Most modern armored vehicles feature anti-slip surfaces, keeping personnel safe from slips, falls and skids under the most extreme conditions. Anti-slip coatings are applied onto the metal surface using a spray gun, and usually contain small aggregates that ensure maximum traction and slip resistance.
Since model manufacturers tend to ignore anti-slip coating on their modern vehicle offerings, inventive modelers had to devise different techniques to replicate those rugged surfaces in scale... sanding paper, MrSurfacer, embossing powder, stickers, textured paint, etc. This review provides a description of a product from Pro Art Models which could help in recreating realistic anti-slip surfaces.
Metal powder is packed in a snap cap plastic container. The container features a label with Pro Art Models logo and address, indicating net weight (50g), hazard warnings and short safety instructions as well. For complete material safety data sheet check Pro Art's website (link
Opening the tightly sealed container reveals fine-grain metal powder. The powder could be utilized for simulating rough surfaces (i.e. rust) as well as for replicating anti-slip coating in scale. For the latter use, a short step-by-step photo tutorial is provided on Pro Art’s website and I included it in this review. One word of advice before starting the process… be sure to put the dust mask on and work in a well-ventilated room in order to protect your lungs from inhaling the stuff.
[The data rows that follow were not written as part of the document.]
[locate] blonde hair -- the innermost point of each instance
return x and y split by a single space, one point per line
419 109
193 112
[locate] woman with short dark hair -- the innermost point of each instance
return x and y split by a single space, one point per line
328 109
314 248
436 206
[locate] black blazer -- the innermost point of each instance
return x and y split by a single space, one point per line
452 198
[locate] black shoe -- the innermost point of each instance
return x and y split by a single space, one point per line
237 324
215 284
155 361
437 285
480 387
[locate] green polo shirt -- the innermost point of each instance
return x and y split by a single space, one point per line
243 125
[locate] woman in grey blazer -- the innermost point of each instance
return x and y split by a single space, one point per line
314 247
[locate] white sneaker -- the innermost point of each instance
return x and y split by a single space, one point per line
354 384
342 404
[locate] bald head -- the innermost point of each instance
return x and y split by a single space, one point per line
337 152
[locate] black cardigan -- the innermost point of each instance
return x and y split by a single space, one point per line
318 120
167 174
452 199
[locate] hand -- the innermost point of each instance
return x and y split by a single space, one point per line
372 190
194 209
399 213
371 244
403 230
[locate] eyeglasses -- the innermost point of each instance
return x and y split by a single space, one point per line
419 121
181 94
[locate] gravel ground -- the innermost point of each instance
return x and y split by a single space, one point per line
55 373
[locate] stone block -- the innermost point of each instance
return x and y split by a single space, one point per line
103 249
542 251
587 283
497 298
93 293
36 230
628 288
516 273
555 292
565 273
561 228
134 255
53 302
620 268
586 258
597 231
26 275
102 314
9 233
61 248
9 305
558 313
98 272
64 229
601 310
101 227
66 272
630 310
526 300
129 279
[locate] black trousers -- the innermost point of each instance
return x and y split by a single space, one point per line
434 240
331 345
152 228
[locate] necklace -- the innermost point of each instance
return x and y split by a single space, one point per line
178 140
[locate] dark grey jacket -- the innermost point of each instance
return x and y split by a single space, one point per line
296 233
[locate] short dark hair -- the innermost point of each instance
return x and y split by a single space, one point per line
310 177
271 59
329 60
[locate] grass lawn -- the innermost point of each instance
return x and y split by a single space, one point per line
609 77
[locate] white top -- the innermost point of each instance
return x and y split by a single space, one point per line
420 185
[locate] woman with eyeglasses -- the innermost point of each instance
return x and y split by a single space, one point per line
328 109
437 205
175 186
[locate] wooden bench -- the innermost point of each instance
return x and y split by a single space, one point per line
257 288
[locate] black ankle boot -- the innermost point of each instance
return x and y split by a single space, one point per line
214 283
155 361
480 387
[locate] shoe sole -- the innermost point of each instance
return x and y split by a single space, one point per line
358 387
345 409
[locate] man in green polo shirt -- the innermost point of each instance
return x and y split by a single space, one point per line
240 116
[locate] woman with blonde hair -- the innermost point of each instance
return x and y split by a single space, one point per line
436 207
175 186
The protocol for application of metal powder to the model for simulating anti-slip surface includes:
1) masking the model, leaving anti-slip surfaces exposed,
2) spraying the surfaces with Tamiya X-22 clear coat (or any similar clear coat),
3) applying the powder to the surface while the clear coat is still wet,
4) removing masking tape,
5) spraying the surfaces with Tamiya X-22 clear coat to seal the powder.
The procedure is pretty much straightforward, although it definitely takes some practice to get optimal results.
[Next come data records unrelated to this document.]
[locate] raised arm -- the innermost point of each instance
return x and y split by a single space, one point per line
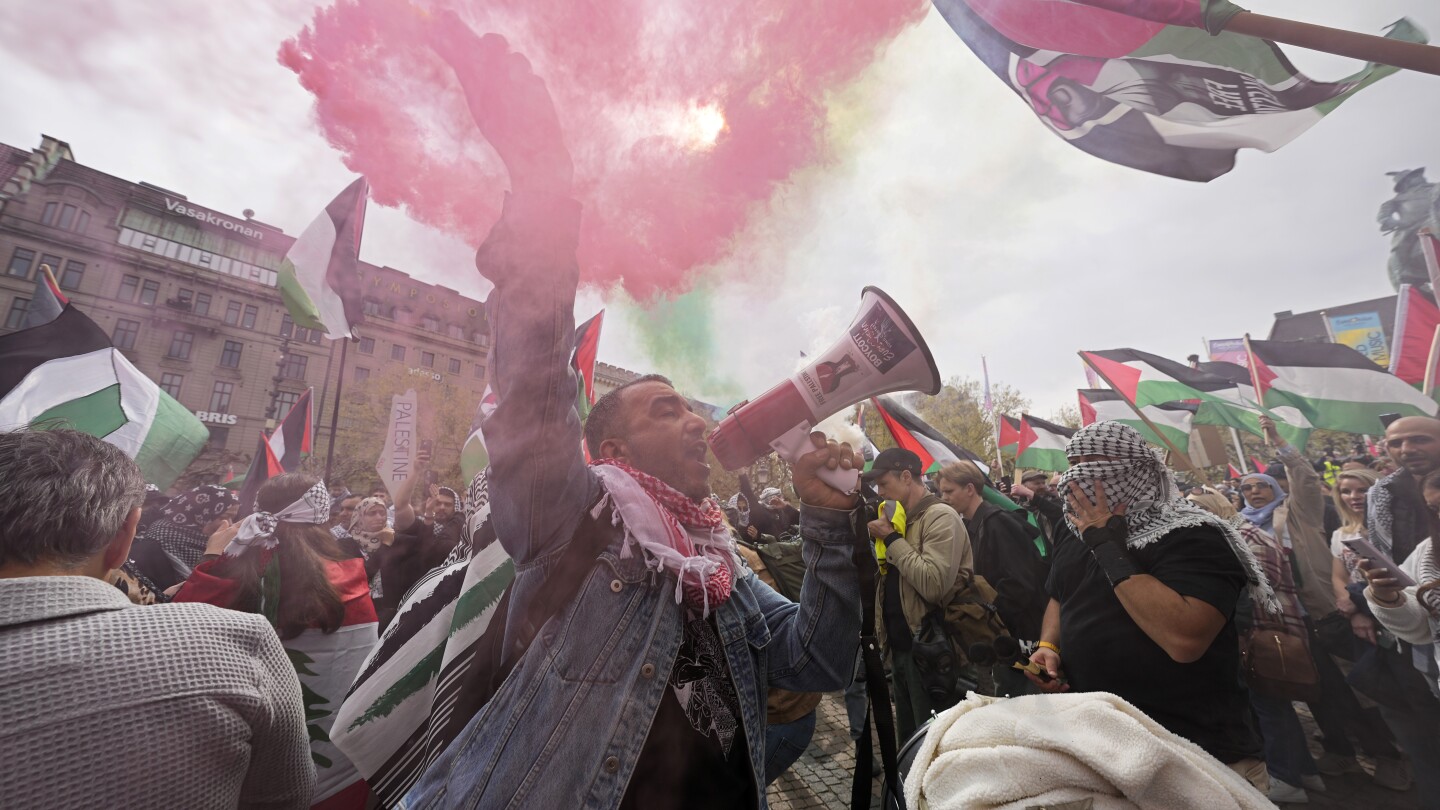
539 482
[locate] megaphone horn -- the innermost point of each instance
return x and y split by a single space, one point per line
882 352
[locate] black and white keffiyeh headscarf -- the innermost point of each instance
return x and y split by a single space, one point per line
1141 480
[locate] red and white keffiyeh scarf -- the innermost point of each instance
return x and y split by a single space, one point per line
673 532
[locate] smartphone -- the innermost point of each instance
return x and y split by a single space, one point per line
1368 551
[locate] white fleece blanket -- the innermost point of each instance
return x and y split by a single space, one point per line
1044 750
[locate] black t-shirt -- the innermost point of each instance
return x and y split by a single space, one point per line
696 755
1103 650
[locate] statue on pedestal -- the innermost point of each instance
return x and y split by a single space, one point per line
1414 206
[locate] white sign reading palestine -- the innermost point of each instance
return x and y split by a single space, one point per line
398 456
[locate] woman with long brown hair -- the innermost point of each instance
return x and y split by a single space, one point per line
284 564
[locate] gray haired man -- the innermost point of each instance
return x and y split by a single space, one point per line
104 702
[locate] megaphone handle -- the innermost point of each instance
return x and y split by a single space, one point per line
797 443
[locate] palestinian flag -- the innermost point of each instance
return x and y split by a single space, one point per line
264 466
1334 385
1142 84
1416 322
1010 434
919 437
1172 418
474 457
1043 444
320 277
46 301
65 374
586 346
291 440
1223 395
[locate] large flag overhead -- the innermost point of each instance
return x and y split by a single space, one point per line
1142 84
1416 322
1043 444
320 276
1220 391
291 440
1334 385
1172 418
66 374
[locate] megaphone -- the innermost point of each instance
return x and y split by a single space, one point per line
882 352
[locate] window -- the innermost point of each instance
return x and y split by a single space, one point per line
284 401
126 333
294 366
221 397
170 384
180 345
16 316
20 263
71 278
231 355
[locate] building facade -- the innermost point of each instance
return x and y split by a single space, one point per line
189 296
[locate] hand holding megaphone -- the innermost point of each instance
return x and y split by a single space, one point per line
812 470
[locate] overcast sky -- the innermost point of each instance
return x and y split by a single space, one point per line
997 237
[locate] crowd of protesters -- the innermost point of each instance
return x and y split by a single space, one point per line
660 650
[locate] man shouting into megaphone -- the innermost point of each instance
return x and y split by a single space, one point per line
647 689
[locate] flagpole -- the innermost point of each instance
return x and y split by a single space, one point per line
334 410
1410 55
1430 366
1174 450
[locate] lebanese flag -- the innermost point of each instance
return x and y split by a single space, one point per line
291 440
1043 444
1334 385
320 276
264 466
1155 85
1010 434
65 374
1172 418
1416 322
586 346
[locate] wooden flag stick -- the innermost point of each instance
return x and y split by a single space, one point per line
1430 366
1170 446
1409 55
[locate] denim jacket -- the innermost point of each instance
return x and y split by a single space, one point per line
568 725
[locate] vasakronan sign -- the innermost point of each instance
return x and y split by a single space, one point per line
209 218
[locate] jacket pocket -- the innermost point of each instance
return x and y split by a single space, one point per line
596 637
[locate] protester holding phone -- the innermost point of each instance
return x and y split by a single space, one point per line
1411 611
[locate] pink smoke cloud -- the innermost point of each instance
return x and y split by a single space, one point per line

The fine-grain powder is ideal for replicating subtle anti-slip coatings on modern US or British vehicles in 1/35 scale, while the IDF vehicles feature much rougher anti-slip which is, in my opinion, best simulated in scale using a bit coarser embossing powder.
I used to recreate anti-slip coating on my models with Cast-a-Coat. It was a revolutionary product which combined fine powder and setting solution for producing very authentic anti-slip surfaces in scale. However, Cast-a-Coat is no longer produced and I was trying several different products hoping to find a technique which would offer similar level of realism.
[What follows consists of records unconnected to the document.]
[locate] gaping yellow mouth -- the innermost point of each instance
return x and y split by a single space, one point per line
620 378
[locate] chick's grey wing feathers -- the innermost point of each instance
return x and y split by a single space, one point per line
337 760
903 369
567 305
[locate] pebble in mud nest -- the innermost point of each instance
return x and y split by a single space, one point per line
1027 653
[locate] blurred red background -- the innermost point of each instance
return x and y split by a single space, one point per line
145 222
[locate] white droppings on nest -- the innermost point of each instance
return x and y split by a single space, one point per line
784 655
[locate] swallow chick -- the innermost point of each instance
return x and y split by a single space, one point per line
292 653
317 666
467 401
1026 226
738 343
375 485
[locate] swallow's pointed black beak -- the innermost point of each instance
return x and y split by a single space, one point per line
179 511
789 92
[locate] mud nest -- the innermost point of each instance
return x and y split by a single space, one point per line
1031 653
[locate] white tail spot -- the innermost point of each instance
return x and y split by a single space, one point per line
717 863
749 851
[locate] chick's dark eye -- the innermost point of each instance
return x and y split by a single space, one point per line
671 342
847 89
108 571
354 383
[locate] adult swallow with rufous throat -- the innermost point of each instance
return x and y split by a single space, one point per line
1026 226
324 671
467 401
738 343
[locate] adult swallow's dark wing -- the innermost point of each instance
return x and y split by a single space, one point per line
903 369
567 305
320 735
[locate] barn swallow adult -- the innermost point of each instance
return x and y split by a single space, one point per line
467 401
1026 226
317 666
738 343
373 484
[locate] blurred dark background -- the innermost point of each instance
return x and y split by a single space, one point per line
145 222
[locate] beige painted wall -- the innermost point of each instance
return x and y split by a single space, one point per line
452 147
Pro Art Models recently released fine-grain metal powder for replicating anti-slip surfaces on scale models. The powder is easy to use and it doesn't take much practice to master the technique which then delivers unprecedented results in 1/35 scale... I would even dare say on par with Cast-a-Coat. Also, Pro Art's metal powder is not expensive, particularly since the packaging of 50 grams provides more than enough product for application on several vehicles.